Experts say full vaccination appears significantly less effective in preventing COVID-19 infection with omicron than with the previously dominant delta variant, though a booster dose appears to restore some efficacy.
Pfizer and Moderna’s vaccines are also believed to remain effective against omicron in preventing severe illness and death, which is why officials at the state and local level continue to urge fully vaccinated residents to get boosted as soon as they are eligible.
Statewide, about 71% of eligible Californians 5 and older are fully vaccinated with two doses of Pfizer or Moderna or one dose of Johnson & Johnson, according to CDPH data updated Tuesday. About 9.4 million have received a booster dose. That’s about 45% of fully vaccinated residents who are due for a booster and just under one-quarter of California’s overall population.
Emerging studies appear to show that omicron might be less severe than delta, with recent data from the United Kingdom suggesting roughly 50% fewer confirmed cases may end up hospitalized. It will become clearer within the next few weeks whether a similar decline in hospitalization proportion is observed in California.

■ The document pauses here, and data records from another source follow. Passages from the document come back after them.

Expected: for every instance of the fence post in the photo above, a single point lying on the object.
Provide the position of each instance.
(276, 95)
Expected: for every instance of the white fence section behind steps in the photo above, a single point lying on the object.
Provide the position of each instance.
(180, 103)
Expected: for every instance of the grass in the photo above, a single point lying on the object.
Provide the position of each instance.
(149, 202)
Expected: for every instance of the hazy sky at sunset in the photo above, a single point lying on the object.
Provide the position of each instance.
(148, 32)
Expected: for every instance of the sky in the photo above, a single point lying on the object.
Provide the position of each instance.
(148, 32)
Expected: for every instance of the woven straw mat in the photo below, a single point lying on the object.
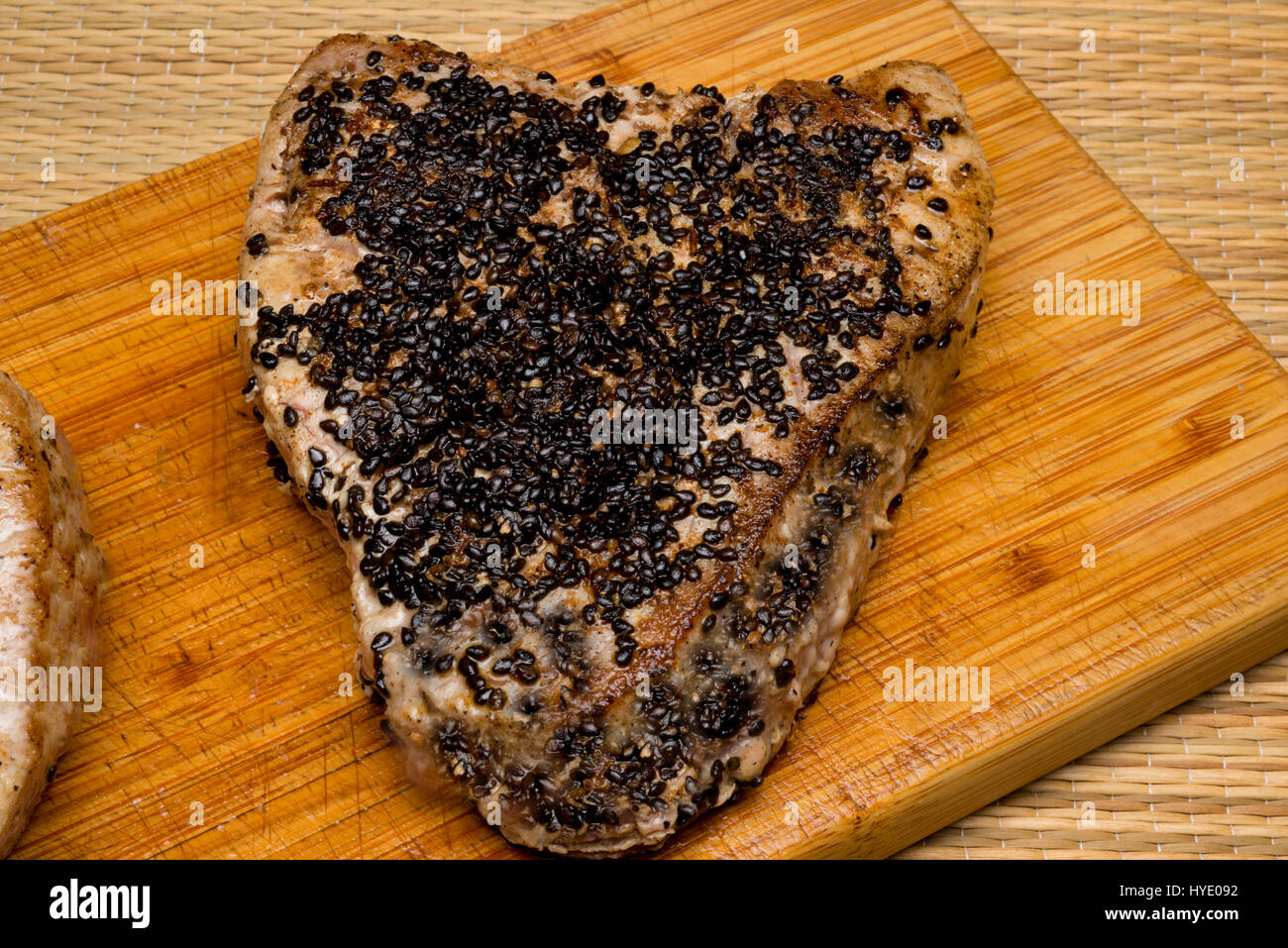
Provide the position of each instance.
(1176, 101)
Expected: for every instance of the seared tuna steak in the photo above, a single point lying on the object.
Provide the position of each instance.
(50, 586)
(609, 395)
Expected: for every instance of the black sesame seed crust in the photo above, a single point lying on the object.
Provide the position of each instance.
(458, 263)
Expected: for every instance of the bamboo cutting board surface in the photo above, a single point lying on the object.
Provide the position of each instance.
(227, 629)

However, health experts continue to sound the alarm because omicron can still overwhelm health systems if the sheer volume of infections grows so high that it outweighs a drop in severity.
Hospital patient totals growing across California
Hospitalizations with COVID-19 are beginning to climb quickly in California. CDPH on Tuesday reported 4,378 patients with confirmed COVID-19 in hospitals statewide, up 9% in a single day and about 40% higher than in late November.

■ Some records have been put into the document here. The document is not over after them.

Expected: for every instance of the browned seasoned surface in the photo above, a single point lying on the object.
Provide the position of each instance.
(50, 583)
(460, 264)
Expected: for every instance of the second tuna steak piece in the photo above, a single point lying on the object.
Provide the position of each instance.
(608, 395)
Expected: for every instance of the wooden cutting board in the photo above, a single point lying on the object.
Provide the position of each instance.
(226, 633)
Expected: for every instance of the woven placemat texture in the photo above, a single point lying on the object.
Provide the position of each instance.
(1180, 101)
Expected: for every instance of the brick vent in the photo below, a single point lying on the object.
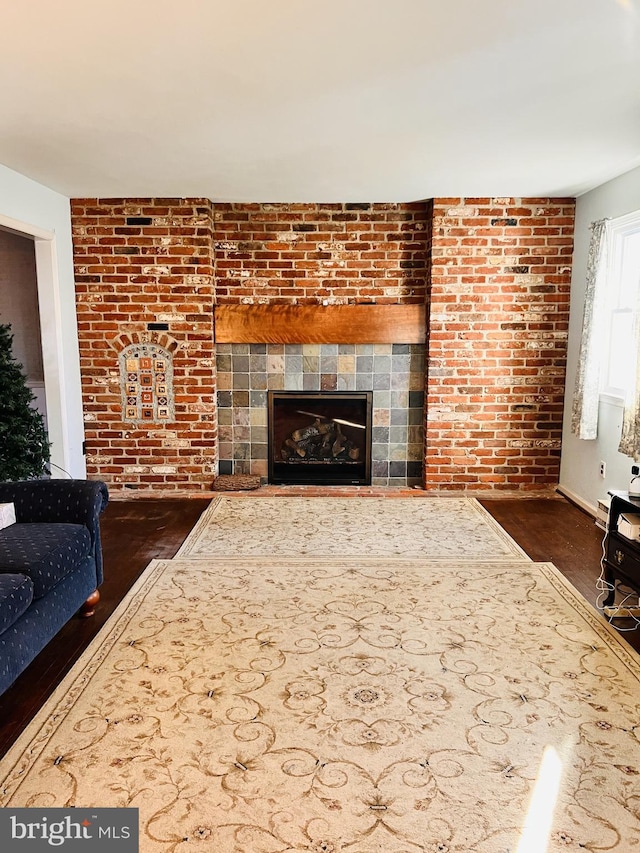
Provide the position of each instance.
(141, 263)
(497, 272)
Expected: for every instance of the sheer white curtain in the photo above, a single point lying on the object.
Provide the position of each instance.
(584, 413)
(630, 437)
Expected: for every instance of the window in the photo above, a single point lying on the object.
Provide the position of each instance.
(619, 358)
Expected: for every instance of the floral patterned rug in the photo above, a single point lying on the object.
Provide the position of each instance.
(345, 705)
(420, 527)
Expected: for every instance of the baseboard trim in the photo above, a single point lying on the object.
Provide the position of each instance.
(577, 500)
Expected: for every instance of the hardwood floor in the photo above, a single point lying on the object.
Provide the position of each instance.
(133, 533)
(137, 531)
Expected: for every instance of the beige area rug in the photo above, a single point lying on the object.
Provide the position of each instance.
(432, 528)
(362, 705)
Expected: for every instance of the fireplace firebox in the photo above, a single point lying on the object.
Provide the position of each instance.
(320, 437)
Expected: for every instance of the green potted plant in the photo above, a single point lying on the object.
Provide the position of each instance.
(24, 447)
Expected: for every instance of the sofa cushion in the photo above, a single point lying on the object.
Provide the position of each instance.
(16, 594)
(45, 552)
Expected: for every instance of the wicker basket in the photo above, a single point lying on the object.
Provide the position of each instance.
(236, 482)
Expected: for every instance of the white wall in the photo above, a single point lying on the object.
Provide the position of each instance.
(579, 468)
(30, 208)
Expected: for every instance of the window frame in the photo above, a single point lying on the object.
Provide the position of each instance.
(618, 230)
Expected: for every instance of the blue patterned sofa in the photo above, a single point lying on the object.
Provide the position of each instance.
(50, 564)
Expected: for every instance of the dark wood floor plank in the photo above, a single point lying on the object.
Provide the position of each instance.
(138, 531)
(133, 533)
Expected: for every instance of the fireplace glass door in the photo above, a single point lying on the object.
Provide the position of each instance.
(320, 437)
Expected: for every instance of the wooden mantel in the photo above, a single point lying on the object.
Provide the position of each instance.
(320, 324)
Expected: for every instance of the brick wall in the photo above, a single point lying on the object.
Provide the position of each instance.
(500, 281)
(500, 272)
(141, 262)
(338, 253)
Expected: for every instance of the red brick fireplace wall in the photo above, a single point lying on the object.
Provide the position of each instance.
(152, 269)
(500, 278)
(140, 263)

The latest patient total is roughly half the peak of the delta surge and about one-fifth the high point from last winter’s surge, which saw close to 22,000 hospitalized in early January and nearly 5,000 in intensive care units.
The steepest recent hospitalization increases have come in Southern California and in parts of the Bay Area.

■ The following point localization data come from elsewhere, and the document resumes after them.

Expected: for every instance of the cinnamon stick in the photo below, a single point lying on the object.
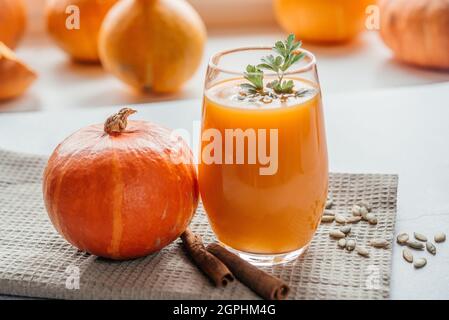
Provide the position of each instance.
(207, 262)
(264, 284)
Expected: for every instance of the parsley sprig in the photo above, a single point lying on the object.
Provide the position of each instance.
(288, 54)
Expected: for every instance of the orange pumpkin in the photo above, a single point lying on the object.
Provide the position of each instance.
(80, 43)
(417, 31)
(121, 190)
(152, 45)
(12, 21)
(325, 21)
(15, 76)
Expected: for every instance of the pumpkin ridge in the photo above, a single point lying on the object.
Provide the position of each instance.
(117, 225)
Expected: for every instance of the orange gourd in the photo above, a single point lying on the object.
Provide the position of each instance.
(62, 17)
(324, 21)
(12, 21)
(152, 45)
(15, 76)
(417, 31)
(121, 190)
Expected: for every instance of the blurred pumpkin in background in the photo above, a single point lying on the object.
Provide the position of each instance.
(417, 31)
(12, 21)
(324, 21)
(152, 45)
(80, 43)
(15, 76)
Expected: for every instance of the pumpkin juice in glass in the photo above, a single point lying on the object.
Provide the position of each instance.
(263, 167)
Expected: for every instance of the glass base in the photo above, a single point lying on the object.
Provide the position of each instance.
(268, 259)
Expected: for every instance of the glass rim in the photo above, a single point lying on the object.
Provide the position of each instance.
(212, 64)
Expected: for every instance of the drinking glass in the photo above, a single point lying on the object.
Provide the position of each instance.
(263, 168)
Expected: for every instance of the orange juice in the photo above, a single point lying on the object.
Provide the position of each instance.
(265, 213)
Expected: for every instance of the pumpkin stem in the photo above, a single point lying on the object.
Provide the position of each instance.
(117, 123)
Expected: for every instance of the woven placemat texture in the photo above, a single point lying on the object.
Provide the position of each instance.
(35, 261)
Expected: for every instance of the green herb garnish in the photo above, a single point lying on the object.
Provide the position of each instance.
(255, 76)
(288, 54)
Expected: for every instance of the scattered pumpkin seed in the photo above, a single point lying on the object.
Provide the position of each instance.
(356, 210)
(336, 234)
(350, 244)
(407, 254)
(379, 243)
(328, 213)
(342, 243)
(327, 219)
(365, 204)
(353, 219)
(440, 237)
(364, 213)
(345, 229)
(402, 238)
(420, 262)
(362, 251)
(372, 219)
(340, 219)
(431, 248)
(420, 236)
(415, 244)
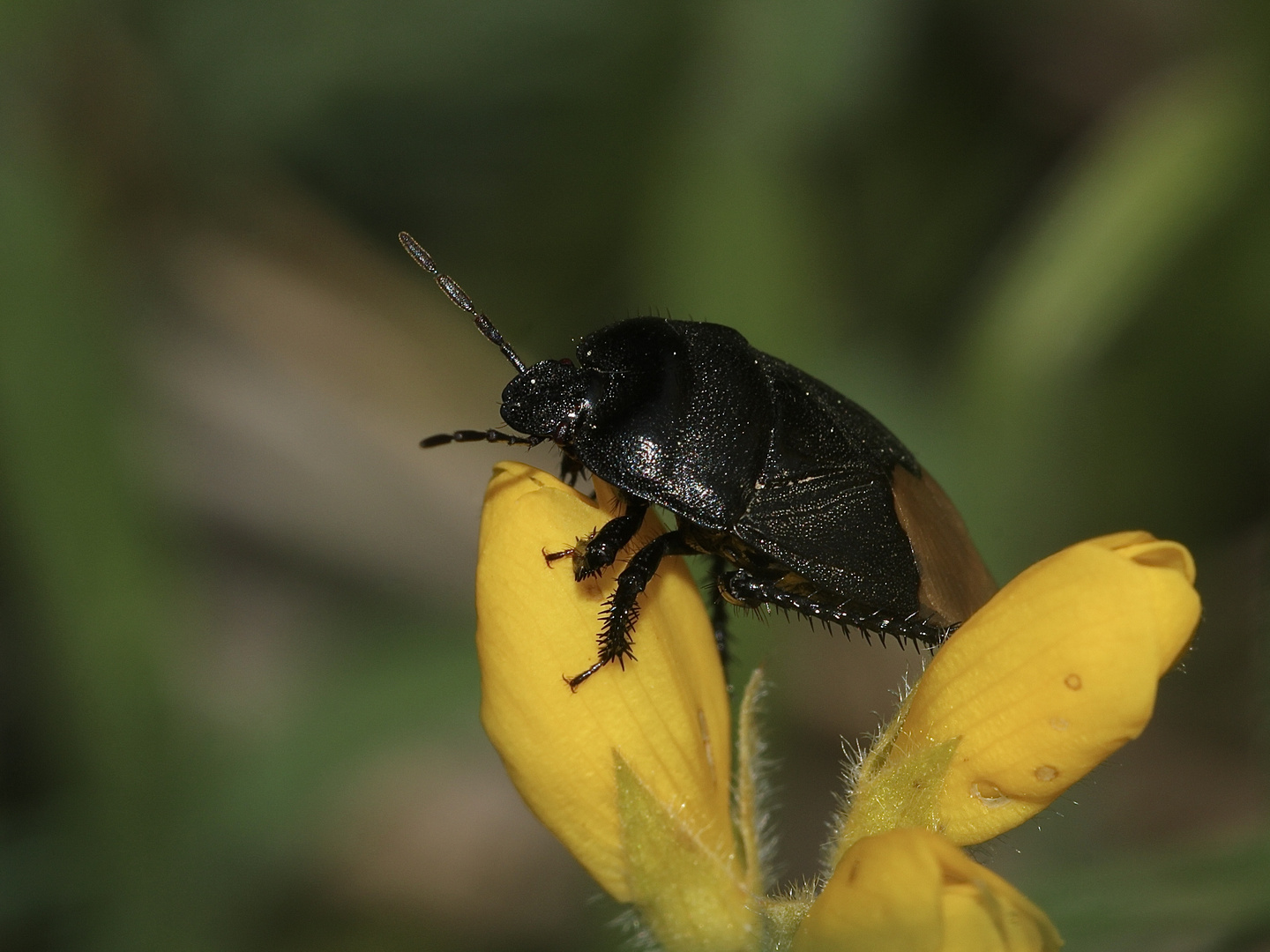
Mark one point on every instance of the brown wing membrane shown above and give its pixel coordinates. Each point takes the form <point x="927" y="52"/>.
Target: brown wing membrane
<point x="955" y="582"/>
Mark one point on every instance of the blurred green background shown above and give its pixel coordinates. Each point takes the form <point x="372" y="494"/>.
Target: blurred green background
<point x="238" y="691"/>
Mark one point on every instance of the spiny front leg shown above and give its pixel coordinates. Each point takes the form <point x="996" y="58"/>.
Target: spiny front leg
<point x="621" y="609"/>
<point x="594" y="554"/>
<point x="751" y="591"/>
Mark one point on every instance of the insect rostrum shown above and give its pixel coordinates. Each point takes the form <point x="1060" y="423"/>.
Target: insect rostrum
<point x="816" y="504"/>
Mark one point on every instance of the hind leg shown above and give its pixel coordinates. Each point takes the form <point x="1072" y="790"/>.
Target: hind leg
<point x="752" y="591"/>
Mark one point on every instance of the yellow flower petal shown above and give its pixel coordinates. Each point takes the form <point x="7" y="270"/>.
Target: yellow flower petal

Los Angeles County’s patient total has nearly doubled, from 569 to 1,069, since the start of December, with most of that increase coming in just the past week.
In the Bay Area, Alameda County has risen from 61 to 108 and Contra Costa from 34 to 60 over the past seven days.
San Bernardino, San Diego, Riverside and Orange are also seeing steep inclines.
Patient totals are starting to accelerate in the Sacramento area as well, though those spikes appear to have started later than in the Bay Area or Southern California.
In the past week, the number of COVID-positive patients in hospitals has grown from 142 to 179 in Sacramento County, 77 to 90 in Placer County and from 7 to 11 in El Dorado County.
Yolo County, the first in the region to confirm omicron cases as well as two outbreaks – one linked to a West Sacramento high school classroom and another to a workplace holiday party in Davis – had just two patients with the virus, neither in intensive care, as recently as Dec. 16. Yolo hospitals as of Monday were treating 11 COVID-positive patients, including four in ICUs.
Hospitals are not at this time reporting whether hospitalized patients have the omicron variant or delta variant.
Surge disrupts winter travel, holidays, university schedules
The surge has already upended winter plans for many.
Hundreds of flights were canceled nationwide over Christmas weekend, some due to weather but many because COVID-19 infections had left airlines short-staffed.
Most University of California campuses on the quarter system announced last week they would open the winter quarter on a remote-learning basis for the first two weeks of January (UC Davis will transition for one week).
The UC and California State University systems also will require students, faculty and staff members to receive a booster dose when eligible to remain on campus.
And Sacramento city officials this week canceled Friday’s planned New Year’s Eve fireworks show, doing so at public health officials’ recommendations due to omicron.